Ashley N. Paddock
PASADENA, Calif. – An imaging technique that simultaneously achieves high speed, high resolution and deep penetration using 3-D samples could redefine optical imaging of live biological tissues.
Scientists must capture high-quality 3-D images of living tissues and organisms over time to solve problems in fields ranging from neurobiology to genomics. State-of-the-art techniques often excel only in one of the three key parameters – speed, resolution or depth – necessary for high-quality images suitable for research.
Now, scientists at California Institute of Technology have developed a technique that makes it possible to accomplish all three goals without damaging, killing or adversely affecting live biological samples.
First, the team used light-sheet microscopy, a method in which a thin flat sheet of light illuminates a biological sample from the side, creating a single illuminated optical section through the sample.

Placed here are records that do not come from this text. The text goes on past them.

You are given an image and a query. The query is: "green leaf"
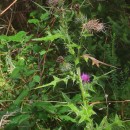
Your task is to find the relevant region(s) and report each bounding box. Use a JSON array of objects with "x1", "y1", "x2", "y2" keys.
[
  {"x1": 40, "y1": 13, "x2": 50, "y2": 21},
  {"x1": 39, "y1": 50, "x2": 46, "y2": 55},
  {"x1": 28, "y1": 19, "x2": 39, "y2": 25}
]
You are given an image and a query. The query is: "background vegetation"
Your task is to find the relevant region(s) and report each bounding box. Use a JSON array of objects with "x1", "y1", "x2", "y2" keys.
[{"x1": 0, "y1": 0, "x2": 130, "y2": 130}]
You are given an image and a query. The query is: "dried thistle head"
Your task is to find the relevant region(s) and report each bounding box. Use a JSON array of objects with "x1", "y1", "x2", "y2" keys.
[
  {"x1": 82, "y1": 19, "x2": 105, "y2": 33},
  {"x1": 46, "y1": 0, "x2": 58, "y2": 6}
]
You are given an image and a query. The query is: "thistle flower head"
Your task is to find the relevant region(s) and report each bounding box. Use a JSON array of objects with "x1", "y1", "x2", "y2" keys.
[
  {"x1": 46, "y1": 0, "x2": 58, "y2": 6},
  {"x1": 82, "y1": 19, "x2": 105, "y2": 33},
  {"x1": 81, "y1": 73, "x2": 90, "y2": 83}
]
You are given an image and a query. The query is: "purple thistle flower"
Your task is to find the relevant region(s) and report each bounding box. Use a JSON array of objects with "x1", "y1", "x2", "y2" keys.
[{"x1": 81, "y1": 73, "x2": 90, "y2": 83}]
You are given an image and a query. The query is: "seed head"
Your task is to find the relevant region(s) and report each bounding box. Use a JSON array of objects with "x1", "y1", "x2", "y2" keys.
[{"x1": 82, "y1": 19, "x2": 105, "y2": 33}]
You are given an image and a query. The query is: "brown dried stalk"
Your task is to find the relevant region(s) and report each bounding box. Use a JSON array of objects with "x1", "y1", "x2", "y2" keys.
[{"x1": 0, "y1": 0, "x2": 17, "y2": 16}]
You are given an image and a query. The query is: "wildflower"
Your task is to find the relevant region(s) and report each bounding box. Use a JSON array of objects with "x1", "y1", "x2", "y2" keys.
[
  {"x1": 82, "y1": 19, "x2": 105, "y2": 33},
  {"x1": 81, "y1": 73, "x2": 90, "y2": 83},
  {"x1": 46, "y1": 0, "x2": 58, "y2": 6}
]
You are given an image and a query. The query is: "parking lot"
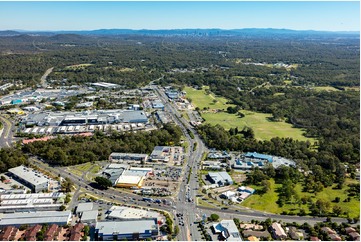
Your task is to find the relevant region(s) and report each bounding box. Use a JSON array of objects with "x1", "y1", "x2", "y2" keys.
[{"x1": 144, "y1": 165, "x2": 182, "y2": 193}]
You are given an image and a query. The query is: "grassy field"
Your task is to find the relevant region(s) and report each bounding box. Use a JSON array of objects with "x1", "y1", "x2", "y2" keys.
[
  {"x1": 184, "y1": 87, "x2": 315, "y2": 143},
  {"x1": 184, "y1": 86, "x2": 232, "y2": 110},
  {"x1": 312, "y1": 86, "x2": 340, "y2": 92},
  {"x1": 65, "y1": 63, "x2": 94, "y2": 69},
  {"x1": 241, "y1": 179, "x2": 360, "y2": 218},
  {"x1": 202, "y1": 110, "x2": 315, "y2": 143}
]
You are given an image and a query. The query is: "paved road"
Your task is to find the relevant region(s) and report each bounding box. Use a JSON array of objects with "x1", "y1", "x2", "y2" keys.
[
  {"x1": 16, "y1": 82, "x2": 352, "y2": 241},
  {"x1": 154, "y1": 87, "x2": 347, "y2": 241},
  {"x1": 0, "y1": 114, "x2": 14, "y2": 148},
  {"x1": 40, "y1": 67, "x2": 54, "y2": 88}
]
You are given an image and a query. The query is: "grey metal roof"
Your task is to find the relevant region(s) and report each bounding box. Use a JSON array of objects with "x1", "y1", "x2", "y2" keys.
[
  {"x1": 95, "y1": 219, "x2": 158, "y2": 235},
  {"x1": 9, "y1": 165, "x2": 49, "y2": 186},
  {"x1": 76, "y1": 203, "x2": 94, "y2": 213},
  {"x1": 81, "y1": 210, "x2": 98, "y2": 222},
  {"x1": 0, "y1": 211, "x2": 71, "y2": 226}
]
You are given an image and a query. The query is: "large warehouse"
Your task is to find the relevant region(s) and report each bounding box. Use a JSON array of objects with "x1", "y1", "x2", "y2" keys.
[
  {"x1": 0, "y1": 211, "x2": 71, "y2": 228},
  {"x1": 95, "y1": 219, "x2": 159, "y2": 241},
  {"x1": 9, "y1": 166, "x2": 50, "y2": 192},
  {"x1": 22, "y1": 109, "x2": 148, "y2": 126}
]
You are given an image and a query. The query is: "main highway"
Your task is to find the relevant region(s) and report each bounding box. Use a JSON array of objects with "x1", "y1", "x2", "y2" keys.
[
  {"x1": 4, "y1": 82, "x2": 347, "y2": 241},
  {"x1": 0, "y1": 113, "x2": 14, "y2": 148}
]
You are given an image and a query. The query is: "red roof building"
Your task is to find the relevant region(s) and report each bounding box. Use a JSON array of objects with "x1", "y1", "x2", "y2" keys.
[{"x1": 24, "y1": 224, "x2": 42, "y2": 241}]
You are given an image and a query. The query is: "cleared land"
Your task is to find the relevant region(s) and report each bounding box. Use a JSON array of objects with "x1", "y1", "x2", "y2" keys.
[
  {"x1": 65, "y1": 63, "x2": 94, "y2": 69},
  {"x1": 184, "y1": 86, "x2": 232, "y2": 110},
  {"x1": 241, "y1": 179, "x2": 360, "y2": 218},
  {"x1": 185, "y1": 87, "x2": 315, "y2": 143}
]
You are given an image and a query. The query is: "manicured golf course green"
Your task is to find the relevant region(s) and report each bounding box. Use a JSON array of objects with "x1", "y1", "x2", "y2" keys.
[{"x1": 184, "y1": 87, "x2": 315, "y2": 143}]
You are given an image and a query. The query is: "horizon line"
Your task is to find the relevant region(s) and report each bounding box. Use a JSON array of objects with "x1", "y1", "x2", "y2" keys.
[{"x1": 0, "y1": 27, "x2": 360, "y2": 33}]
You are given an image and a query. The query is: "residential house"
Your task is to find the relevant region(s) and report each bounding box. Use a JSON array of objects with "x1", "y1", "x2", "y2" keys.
[
  {"x1": 44, "y1": 224, "x2": 59, "y2": 241},
  {"x1": 24, "y1": 224, "x2": 42, "y2": 241},
  {"x1": 348, "y1": 232, "x2": 360, "y2": 241},
  {"x1": 321, "y1": 227, "x2": 337, "y2": 234},
  {"x1": 0, "y1": 226, "x2": 18, "y2": 241},
  {"x1": 247, "y1": 236, "x2": 259, "y2": 241},
  {"x1": 328, "y1": 234, "x2": 342, "y2": 241},
  {"x1": 345, "y1": 227, "x2": 356, "y2": 234},
  {"x1": 69, "y1": 223, "x2": 84, "y2": 241}
]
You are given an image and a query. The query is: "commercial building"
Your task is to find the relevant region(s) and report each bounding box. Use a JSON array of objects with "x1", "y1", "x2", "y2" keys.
[
  {"x1": 91, "y1": 82, "x2": 120, "y2": 89},
  {"x1": 149, "y1": 146, "x2": 183, "y2": 162},
  {"x1": 165, "y1": 90, "x2": 179, "y2": 99},
  {"x1": 0, "y1": 193, "x2": 65, "y2": 213},
  {"x1": 95, "y1": 219, "x2": 159, "y2": 241},
  {"x1": 0, "y1": 89, "x2": 84, "y2": 105},
  {"x1": 208, "y1": 171, "x2": 233, "y2": 186},
  {"x1": 212, "y1": 220, "x2": 242, "y2": 241},
  {"x1": 76, "y1": 203, "x2": 94, "y2": 216},
  {"x1": 22, "y1": 109, "x2": 148, "y2": 126},
  {"x1": 69, "y1": 223, "x2": 84, "y2": 241},
  {"x1": 233, "y1": 152, "x2": 296, "y2": 170},
  {"x1": 152, "y1": 100, "x2": 164, "y2": 111},
  {"x1": 107, "y1": 206, "x2": 163, "y2": 221},
  {"x1": 202, "y1": 161, "x2": 227, "y2": 170},
  {"x1": 102, "y1": 163, "x2": 129, "y2": 186},
  {"x1": 0, "y1": 211, "x2": 71, "y2": 228},
  {"x1": 271, "y1": 223, "x2": 287, "y2": 240},
  {"x1": 44, "y1": 224, "x2": 59, "y2": 241},
  {"x1": 109, "y1": 152, "x2": 148, "y2": 163},
  {"x1": 207, "y1": 150, "x2": 231, "y2": 159},
  {"x1": 9, "y1": 165, "x2": 50, "y2": 192},
  {"x1": 0, "y1": 226, "x2": 18, "y2": 241},
  {"x1": 80, "y1": 210, "x2": 98, "y2": 224},
  {"x1": 156, "y1": 111, "x2": 172, "y2": 124}
]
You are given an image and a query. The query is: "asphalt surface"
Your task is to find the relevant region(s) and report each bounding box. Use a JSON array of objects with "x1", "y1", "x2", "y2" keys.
[
  {"x1": 4, "y1": 82, "x2": 354, "y2": 241},
  {"x1": 0, "y1": 114, "x2": 14, "y2": 148}
]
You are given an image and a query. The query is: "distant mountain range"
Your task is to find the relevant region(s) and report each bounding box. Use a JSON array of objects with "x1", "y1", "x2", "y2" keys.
[{"x1": 0, "y1": 28, "x2": 360, "y2": 36}]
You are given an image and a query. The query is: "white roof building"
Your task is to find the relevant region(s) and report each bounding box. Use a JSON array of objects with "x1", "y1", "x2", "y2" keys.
[
  {"x1": 212, "y1": 220, "x2": 242, "y2": 241},
  {"x1": 108, "y1": 206, "x2": 163, "y2": 221},
  {"x1": 0, "y1": 211, "x2": 71, "y2": 228},
  {"x1": 9, "y1": 165, "x2": 50, "y2": 192},
  {"x1": 208, "y1": 171, "x2": 233, "y2": 186}
]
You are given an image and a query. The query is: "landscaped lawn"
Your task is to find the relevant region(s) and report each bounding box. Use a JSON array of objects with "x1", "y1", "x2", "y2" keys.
[
  {"x1": 241, "y1": 179, "x2": 360, "y2": 218},
  {"x1": 202, "y1": 110, "x2": 315, "y2": 143},
  {"x1": 184, "y1": 87, "x2": 315, "y2": 143},
  {"x1": 184, "y1": 86, "x2": 232, "y2": 110}
]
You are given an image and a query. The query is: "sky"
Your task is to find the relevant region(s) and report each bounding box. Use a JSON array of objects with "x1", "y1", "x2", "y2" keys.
[{"x1": 0, "y1": 1, "x2": 360, "y2": 31}]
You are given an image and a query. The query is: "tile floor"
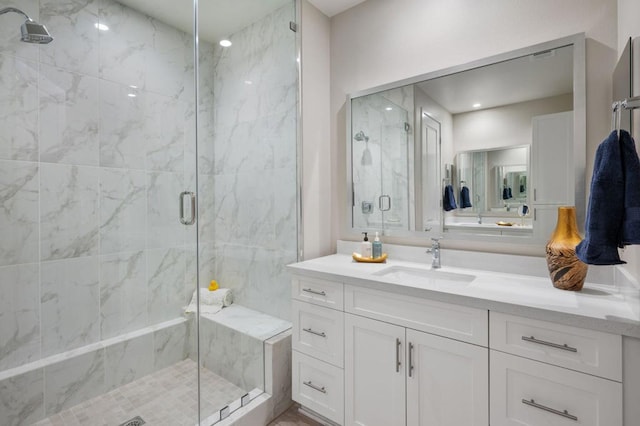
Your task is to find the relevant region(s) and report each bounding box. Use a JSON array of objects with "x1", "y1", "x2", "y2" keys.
[{"x1": 34, "y1": 359, "x2": 248, "y2": 426}]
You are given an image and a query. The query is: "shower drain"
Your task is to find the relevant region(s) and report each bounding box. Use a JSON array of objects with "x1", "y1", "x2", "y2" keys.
[{"x1": 120, "y1": 416, "x2": 146, "y2": 426}]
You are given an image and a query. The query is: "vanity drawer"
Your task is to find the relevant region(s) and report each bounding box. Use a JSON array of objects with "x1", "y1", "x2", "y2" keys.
[
  {"x1": 292, "y1": 300, "x2": 344, "y2": 367},
  {"x1": 489, "y1": 312, "x2": 622, "y2": 381},
  {"x1": 344, "y1": 286, "x2": 489, "y2": 347},
  {"x1": 292, "y1": 276, "x2": 344, "y2": 311},
  {"x1": 291, "y1": 351, "x2": 344, "y2": 424},
  {"x1": 489, "y1": 350, "x2": 622, "y2": 426}
]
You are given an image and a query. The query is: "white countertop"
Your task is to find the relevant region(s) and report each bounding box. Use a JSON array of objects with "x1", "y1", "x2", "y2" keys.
[{"x1": 288, "y1": 254, "x2": 640, "y2": 338}]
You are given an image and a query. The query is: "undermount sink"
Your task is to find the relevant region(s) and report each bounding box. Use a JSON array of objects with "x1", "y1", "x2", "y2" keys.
[{"x1": 374, "y1": 265, "x2": 476, "y2": 285}]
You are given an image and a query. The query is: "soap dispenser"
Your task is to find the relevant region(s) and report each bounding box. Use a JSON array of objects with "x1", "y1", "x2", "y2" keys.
[
  {"x1": 371, "y1": 231, "x2": 382, "y2": 259},
  {"x1": 360, "y1": 232, "x2": 371, "y2": 258}
]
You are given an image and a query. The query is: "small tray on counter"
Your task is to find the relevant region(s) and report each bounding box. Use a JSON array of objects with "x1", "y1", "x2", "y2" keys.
[{"x1": 351, "y1": 252, "x2": 387, "y2": 263}]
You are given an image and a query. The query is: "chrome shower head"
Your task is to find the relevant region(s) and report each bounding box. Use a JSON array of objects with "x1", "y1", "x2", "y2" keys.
[{"x1": 0, "y1": 7, "x2": 53, "y2": 44}]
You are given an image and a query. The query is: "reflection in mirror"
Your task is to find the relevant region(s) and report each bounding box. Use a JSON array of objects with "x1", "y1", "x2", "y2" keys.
[{"x1": 347, "y1": 36, "x2": 584, "y2": 242}]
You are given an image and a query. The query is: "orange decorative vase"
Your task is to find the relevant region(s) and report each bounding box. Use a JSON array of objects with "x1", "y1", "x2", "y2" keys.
[{"x1": 546, "y1": 207, "x2": 588, "y2": 291}]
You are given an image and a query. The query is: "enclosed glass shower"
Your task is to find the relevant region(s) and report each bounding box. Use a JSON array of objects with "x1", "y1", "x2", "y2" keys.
[{"x1": 0, "y1": 0, "x2": 300, "y2": 426}]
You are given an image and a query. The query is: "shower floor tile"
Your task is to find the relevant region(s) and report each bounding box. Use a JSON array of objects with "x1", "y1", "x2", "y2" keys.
[{"x1": 34, "y1": 359, "x2": 246, "y2": 426}]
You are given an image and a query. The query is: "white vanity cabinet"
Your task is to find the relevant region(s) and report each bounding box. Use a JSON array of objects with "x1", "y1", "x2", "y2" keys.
[{"x1": 490, "y1": 312, "x2": 623, "y2": 426}]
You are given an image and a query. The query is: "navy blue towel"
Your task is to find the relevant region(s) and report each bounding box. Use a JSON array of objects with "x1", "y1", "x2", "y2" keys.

The light emitted is captured with a camera oriented perpendicular to the light sheet so that it harvests data from the entire illuminated plane at once. This technique allows millions of pixels to be captured at the same time while the light intensity used for each pixel is reduced. This approach increases imaging speed while decreasing the light-induced damage to the living samples – in this instance, zebra fish and fruit fly embryos.
Next, to achieve sharper image resolution with light-sheet microscopy farther inside the sample, the researchers used two-photon excitation for the illumination. Although the technique has been used previously for deeper imaging of biological samples, it typically would collect the image only one pixel at a time. The team’s discovery that it could be carried out in sheet-illumination mode could make it suitable for a variety of in vivo applications. Its report was published online July 14 in Nature Methods (doi: 10.1038/nmeth.1652).
The researchers hope that their hat trick imaging technique will open the door to many biomedical research and life sciences applications requiring noninvasive observation of dynamic biological processes in 3-D, with cellular or subcellular resolution. One example would be constructing 3-D movies of an embryo throughout its development. These “digital embryos” could advance medical applications such as tissue engineering, stem cell therapy and robotic surgery.